I think of languages as falling in roughly 3 popularity buckets:

1. A dominant conservative choice. These are ones you never have to justify to your CTO, the "no one ever got fired for buying IBM" languages. That's Java, Python, etc.

2. A well-known but deliberate choice. These are the languages where there is enough ecosystem and knowledge to be able to justify choosing them, but where doing so still feels like a deliberate engineering choice with some trade-offs and risk. Or languages where they are a dominant choice in one domain but less so in others. Ruby, Scala, Swift, Kotlin.

3. Everything else. These are the ones you'd have to fight to use professionally. They are either new and innovative or old and dying.

In 2020, Haskell was close to Kotlin, Rust, and Dart. They were in the 3rd bucket but their vector pointed towards the second. In 2025, Kotlin and Dart have pulled ahead into the second bucket, but Haskell is moving in the other direction. It's behind Perl, and Perl itself is not exactly doing great.

None of this is to say that Haskell is a bad language. There are many wonderful languages that aren't widely used. Popularity is hard and hinges on many extrinsic factors more than the merits of the language itself. Otherwise JavaScript wouldn't be at the top of the list.

instig007 7 days ago | parent [-]

> In 2020, Haskell was close to Kotlin, Rust, and Dart. [...] In 2025, Kotlin and Dart have pulled ahead into the second bucket, but Haskell is moving in the other direction.

> It's behind Perl, and Perl itself is not exactly doing great.

Your comment reminded me of gamers who "play games" by watching "letsplay" videos on youtube.

epolanski 7 days ago | parent | prev | next [-]

And yet, while PHPs, Javas, and even nicher/newer languages like Kotlin, Clojure or Scala have plenty of killer software (software that makes it worth learning a language just to use that library/framework) Haskell has none after 30 years. Zero.

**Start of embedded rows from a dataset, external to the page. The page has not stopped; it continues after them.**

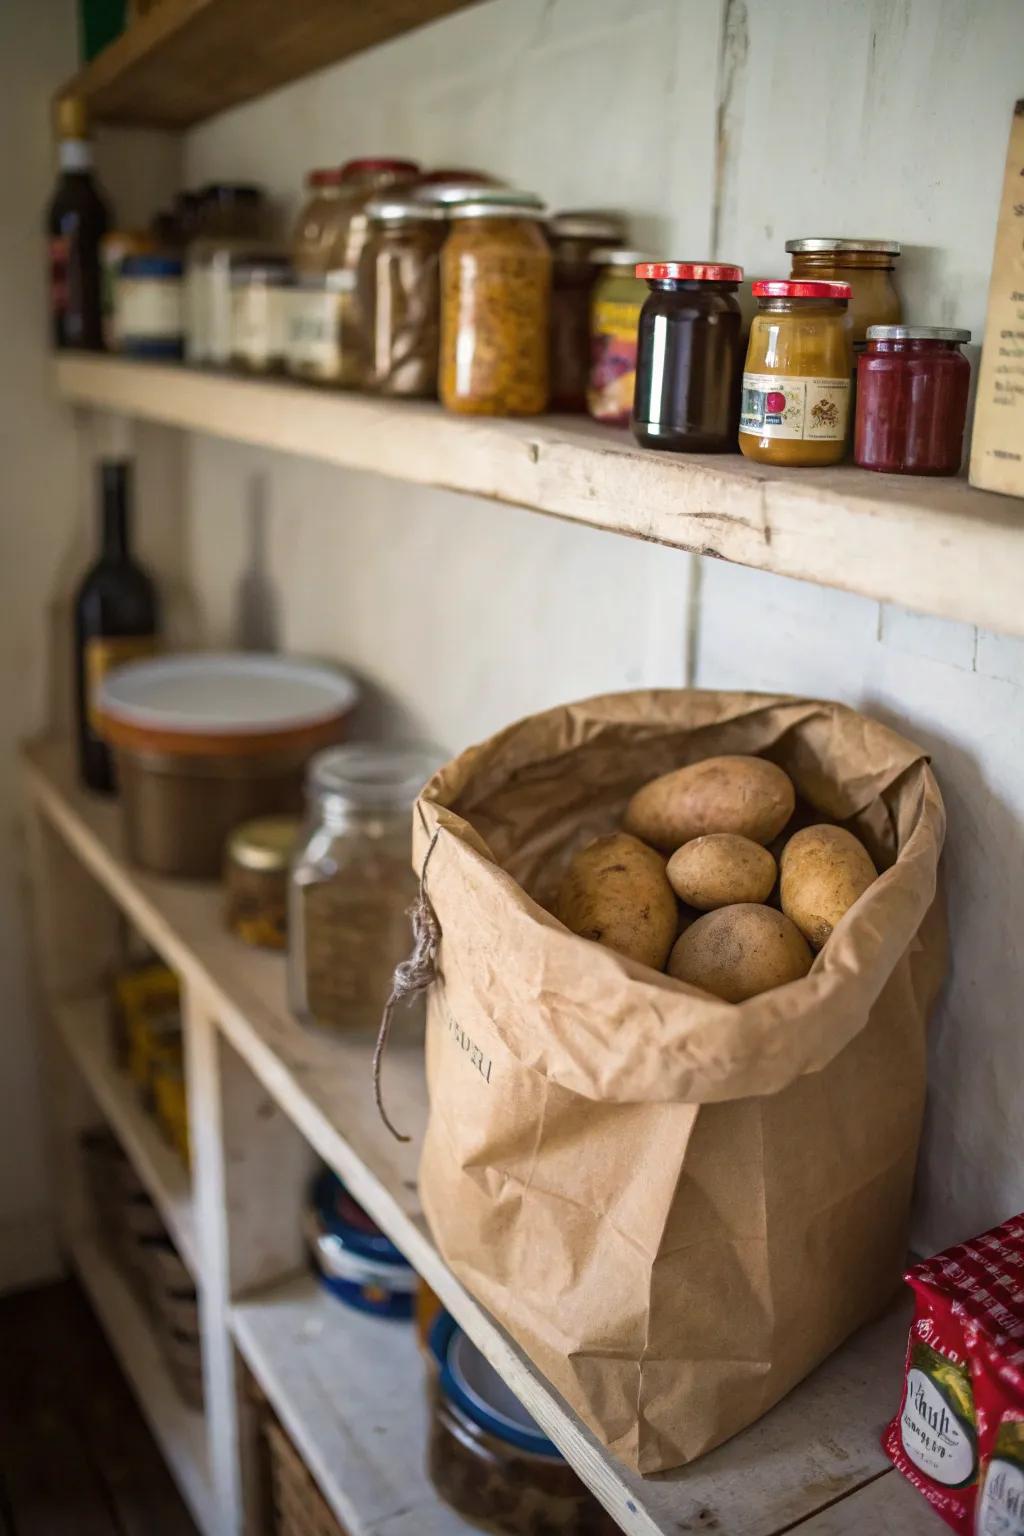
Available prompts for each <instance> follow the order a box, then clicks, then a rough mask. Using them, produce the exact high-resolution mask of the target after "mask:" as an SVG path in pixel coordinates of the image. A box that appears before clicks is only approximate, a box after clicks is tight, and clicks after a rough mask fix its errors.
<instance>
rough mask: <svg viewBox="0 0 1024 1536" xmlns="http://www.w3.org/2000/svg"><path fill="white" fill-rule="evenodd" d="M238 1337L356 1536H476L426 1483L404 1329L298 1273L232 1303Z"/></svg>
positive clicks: (409, 1335) (416, 1381) (424, 1399)
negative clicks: (271, 1286) (262, 1290)
mask: <svg viewBox="0 0 1024 1536" xmlns="http://www.w3.org/2000/svg"><path fill="white" fill-rule="evenodd" d="M230 1327H232V1333H233V1335H235V1342H236V1344H238V1347H239V1350H241V1353H243V1356H244V1359H246V1364H247V1366H249V1369H250V1370H252V1373H253V1376H255V1378H256V1381H258V1382H259V1387H261V1389H263V1392H264V1393H266V1395H267V1399H269V1402H270V1405H272V1409H273V1412H275V1413H276V1416H278V1418H279V1419H281V1424H282V1425H284V1428H286V1430H287V1433H289V1436H290V1439H292V1442H293V1445H295V1447H296V1450H298V1452H299V1455H301V1456H302V1461H304V1462H306V1465H307V1467H309V1470H310V1471H312V1475H313V1478H315V1479H316V1482H318V1484H319V1488H321V1491H322V1495H324V1498H325V1499H327V1502H329V1504H330V1507H332V1508H333V1511H335V1514H336V1516H338V1519H339V1521H341V1522H342V1525H344V1527H345V1530H347V1531H348V1536H474V1533H476V1527H474V1525H468V1524H467V1522H465V1521H464V1519H461V1518H459V1516H457V1514H456V1513H454V1511H453V1510H450V1508H448V1507H447V1505H445V1504H442V1501H441V1499H439V1498H438V1495H436V1493H434V1488H433V1484H431V1482H430V1478H428V1476H427V1470H425V1458H427V1430H428V1419H430V1415H428V1407H427V1392H425V1367H424V1361H422V1356H421V1353H419V1349H418V1346H416V1335H415V1330H413V1327H411V1326H410V1324H408V1322H393V1321H388V1319H382V1318H372V1316H364V1315H362V1313H359V1312H353V1310H352V1309H348V1307H345V1306H342V1303H341V1301H336V1299H335V1298H333V1296H330V1295H327V1292H325V1290H322V1287H321V1286H318V1284H316V1281H315V1279H313V1278H312V1275H298V1276H295V1278H292V1279H289V1281H286V1283H284V1284H281V1286H276V1287H273V1289H270V1290H267V1292H263V1293H259V1295H256V1296H252V1298H247V1299H244V1301H243V1303H239V1304H236V1306H235V1307H233V1309H232V1313H230ZM396 1471H398V1476H396Z"/></svg>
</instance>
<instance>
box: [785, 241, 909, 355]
mask: <svg viewBox="0 0 1024 1536" xmlns="http://www.w3.org/2000/svg"><path fill="white" fill-rule="evenodd" d="M900 249H901V247H900V241H898V240H832V238H818V237H815V238H812V240H788V241H786V250H788V252H789V255H791V257H792V269H791V273H789V275H791V276H794V278H832V280H835V281H838V283H849V286H851V306H849V316H851V335H852V341H854V350H855V352H863V349H864V346H866V343H867V327H869V326H898V324H900V321H901V319H903V306H901V304H900V295H898V293H897V287H895V283H894V281H892V270H894V266H895V263H897V260H898V257H900Z"/></svg>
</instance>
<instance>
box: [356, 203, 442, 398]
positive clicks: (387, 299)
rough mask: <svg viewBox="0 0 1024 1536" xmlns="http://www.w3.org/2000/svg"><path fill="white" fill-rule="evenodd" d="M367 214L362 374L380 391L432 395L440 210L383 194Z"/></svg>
mask: <svg viewBox="0 0 1024 1536" xmlns="http://www.w3.org/2000/svg"><path fill="white" fill-rule="evenodd" d="M367 218H368V221H370V233H368V238H367V246H365V250H364V257H362V263H361V267H359V289H361V296H359V309H361V313H362V316H364V321H365V336H364V373H362V382H364V386H365V387H367V389H372V390H375V392H376V393H378V395H401V396H407V398H410V396H411V398H422V399H427V398H433V396H434V395H436V393H438V338H439V329H441V247H442V244H444V238H445V233H447V218H445V210H444V207H441V206H439V204H436V203H425V201H418V200H415V198H399V197H385V198H375V200H373V201H370V203H367Z"/></svg>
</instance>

Mind you, I know and like Haskell, but its issues are highly tied to the failure of the simple haskell initiative (also the dreadful state of its tooling).

gylterud 7 days ago | parent | next [-]

There are lots of great libraries, like repa, servant, megaparsec, gloss, yampa… as well as bindings to lots of standard stuff. I consider parsing to be one of Haskell’s killer strengths and I would definitely use it to write a compiler.

There is also some popular user facing software like Pandoc, written in Haskell. And companies using it internally.

milutinovici 7 days ago | parent | prev | next [-]

It has PostgREST, which is the heart of supabase

dmead 7 days ago | parent | prev | next [-]

yea I agree. haskell was my primary language for several years in the 00s. it's since had almost zero industry uptake. Don't come at me with jane street or the one off startup.

I thought for a while I'd be able to focus on getting jobs that liked haskell. it never happened.

myko 7 days ago | parent | prev | next [-]

I will not stand for this Xmonad slander

instig007 7 days ago | parent | prev [-]

> also the dreadful state of its tooling

this is plain and unsubstantiated FUD

> Haskell has none after 30 years

> I know Haskell

I doubt it

dmead 7 days ago | parent | prev [-]

it's easy to learn and speak latin as well.

gylterud 7 days ago | parent | next [-]

Yes, but there is very little modern latin slang. While GHC gives us great new extensions of Haskell quite often.

1-more 7 days ago | parent | prev [-]

Latin never paid my mortgage. Helped on the SATs though.